Dans les communautés côtières de la Colombie-Britannique, où j’ai couvert pendant des années les défis d’accès aux soins de santé, les implications des retards d’approbation des génériques sont particulièrement visibles. Le programme PharmaCare de la province couvre l’Ozempic pour les patients diabétiques éligibles mais pas pour la gestion du poids. Les versions génériques élargiraient potentiellement l’accès en réduisant les barrières de coût.
« Nous demandons essentiellement aux patients d’attendre une année supplémentaire pour l’accessibilité financière, » note la Dre Shah. « C’est une autre année de risque cardiovasculaire élevé, une autre année de douleurs articulaires dues au poids excédentaire, une autre année d’utilisation accrue des soins de santé. »
Santé Canada reconnaît ces défis. Dans une déclaration, le ministère a indiqué avoir mis en œuvre une « initiative de modernisation » visant à réduire les délais d’examen tout en maintenant les normes de sécurité. Cela comprend des voies accélérées pour les médicaments prioritaires et la transformation numérique des processus d’examen. Cependant, les projections internes suggèrent que l’arriéré ne sera pas considérablement réduit avant la fin de 2024.
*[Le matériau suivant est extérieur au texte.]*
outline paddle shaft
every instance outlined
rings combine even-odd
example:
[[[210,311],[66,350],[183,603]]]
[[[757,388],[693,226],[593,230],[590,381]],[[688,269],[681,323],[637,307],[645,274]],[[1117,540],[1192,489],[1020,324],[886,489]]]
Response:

Pour des patients comme Michelle Leong, ces délais se traduisent par une véritable pression financière. « J’ai la chance d’avoir une assurance qui couvre environ 70 pour cent, » dit-elle. « Mais je connais des gens dans mon groupe de soutien au diabète qui divisent les doses ou sautent des semaines simplement parce qu’ils n’ont pas les moyens. »
Les communautés autochtones font face à des défis particuliers dans ce paysage. Dans la Nation crie de Norway House, au Manitoba, où les taux de diabète approchent 40 % chez les adultes de plus de 40 ans, le coût des médicaments crée d’importantes barrières. Jordan Beardy, représentant en santé communautaire, décrit comment les génériques pourraient transformer les soins : « Quand les médicaments deviennent plus abordables, nous pouvons réorienter les ressources du simple paiement des médicaments vers des approches culturelles et nutritionnelles complètes. »
Les analystes de l’industrie soulignent des remèdes potentiels au-delà des réformes internes de Santé Canada. Des accords de reconnaissance réciproque avec des organismes réglementaires fiables comme la FDA ou l’Agence européenne des médicaments pourraient accélérer les approbations pour les médicaments déjà évalués ailleurs. Des structures de frais améliorées pourraient financer des examinateurs supplémentaires dédiés à résorber les arriérés. Les deux approches nécessiteraient une volonté politique et des adaptations réglementaires.
Alors que le soleil printanier réchauffe les rues de Vancouver, Michelle Leong a marqué sur son calendrier la date à laquelle le sémaglutide générique pourrait enfin atteindre les pharmacies. « Chaque mois compte quand on parle à la fois de santé et de stabilité financière, » dit-elle, jetant un coup d’œil à son application de suivi des médicaments. « J’espère simplement que le système se souvient qu’il y a de vraies personnes qui attendent. »
Pour l’instant, cette attente continue, reflet de la façon dont les processus administratifs souvent invisibles pour le public peuvent profondément façonner les vies individuelles et les résultats de santé collectifs à travers le Canada.